Delayed reference queue

  • DelayedRefQueue: batches reference count changes keyed by DelayedRefKey::Metadata { bytenr, owner_root, level } or DelayedRefKey::Data { bytenr, owner_root, owner_ino, owner_offset }. Add/drop pairs to the same key cancel.
  • Metadata flush: creates METADATA_ITEM (skinny) or EXTENT_ITEM records with TREE_BLOCK_REF inline backrefs on positive deltas, deletes them on negative deltas, and threads byte deltas into per-block-group bytes_used accounting.
  • Data flush (drop side): locates the matching EXTENT_DATA_REF either inline inside the parent EXTENT_ITEM or as a standalone item (with hash-collision walk forward), decrements both the inline count field and the parent EXTENT_ITEM.refs, and on hitting zero deletes the entire EXTENT_ITEM and trims overlapping csum tree entries.
  • Csum tree maintenance: when a data extent is fully freed, walks the csum tree once to collect every overlapping EXTENT_CSUM item, then in a second pass deletes whole-coverage items and re-inserts trimmed head/tail fragments under new keys.

Free space tree

  • Incremental update: update_free_space_tree consumes the per-block-group range deltas accumulated during the delayed-ref flush and applies them to the on-disk FST, deleting and re-inserting FREE_SPACE_EXTENT items and updating the FREE_SPACE_INFO.extent_count.

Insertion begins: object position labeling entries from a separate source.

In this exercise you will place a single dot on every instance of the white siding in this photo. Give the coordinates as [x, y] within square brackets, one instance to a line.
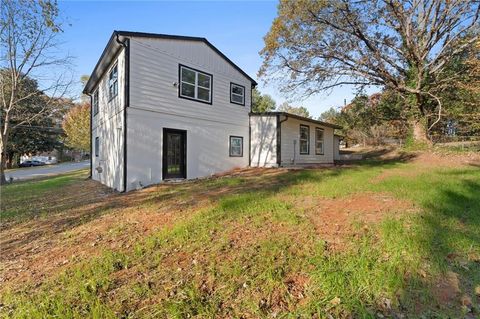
[155, 104]
[290, 150]
[154, 68]
[207, 146]
[336, 147]
[263, 141]
[107, 168]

Bitmap-layout block groups are refused with a clear error.
  • FREE_SPACE_TREE_VALID stays set: the convergence loop in Transaction::commit runs flush_delayed_refs → update_root_items → snapshot_roots → update_free_space_tree in that order so the FST root change is captured by the next pass and the on-disk FST stays consistent with the extent tree.

Transaction lifecycle

  • Transaction::start: bumps the in-memory generation, snapshots the current root pointers, and seeds the metadata allocator cursor.
  • Transaction::commit: force-COWs the root tree (so every commit advances header.generation), runs the convergence loop to drain delayed refs, root item updates, and FST updates until stable, flushes every dirty block to disk via the chunk tree (writing all DUP/RAID1 mirrors), updates superblock fields and the rotating backup roots, and writes the superblock to all mirrors.
  • Transaction::abort: restores the in-memory root pointer snapshot so the next transaction reads consistent on-disk state.

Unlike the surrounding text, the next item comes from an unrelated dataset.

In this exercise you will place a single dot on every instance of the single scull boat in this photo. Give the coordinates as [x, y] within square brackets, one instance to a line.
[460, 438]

What's not yet implemented

  • Data extent ref additions: flush_delayed_refs only handles the drop side for data refs (todo! on positive deltas). No current caller produces data ref additions.
  • New SYSTEM chunk allocation: if no existing SYSTEM block group has free space, ensure_in_sys_chunk_array cannot carve out a new one. Bails cleanly.
  • Multi-device replication for chunk tree COW: tested only on single-device filesystems.
  • Bitmap-layout free space tree: refused with a clear error.

Testing

Unit tests cover the leaf manipulation primitives, balance logic, delayed ref merging, search/next_leaf, and the chunk array bootstrap helpers (in btrfs-disk).

Integration tests build real filesystem images via mkfs.btrfs, exercise the full COW pipeline through Transaction::commit, and verify the result both by reopening the image with Filesystem and by running btrfs check --readonly on it. The fixture image under cli/tests/commands/fixture.img.gz is also used for read-path and data-ref drop tests.

A regression suite hits historical bugs (cow pinning, sibling generation, leaf data compaction, cascading splits, ...). A proptest-based playground tree harness exercises insert/delete sequences against an in-memory model and verifies that Transaction::commit produces a structurally valid filesystem on every step.

cargo test -p btrfs-transaction

License

Licensed under either of Apache License, Version 2.0 or MIT license at your option.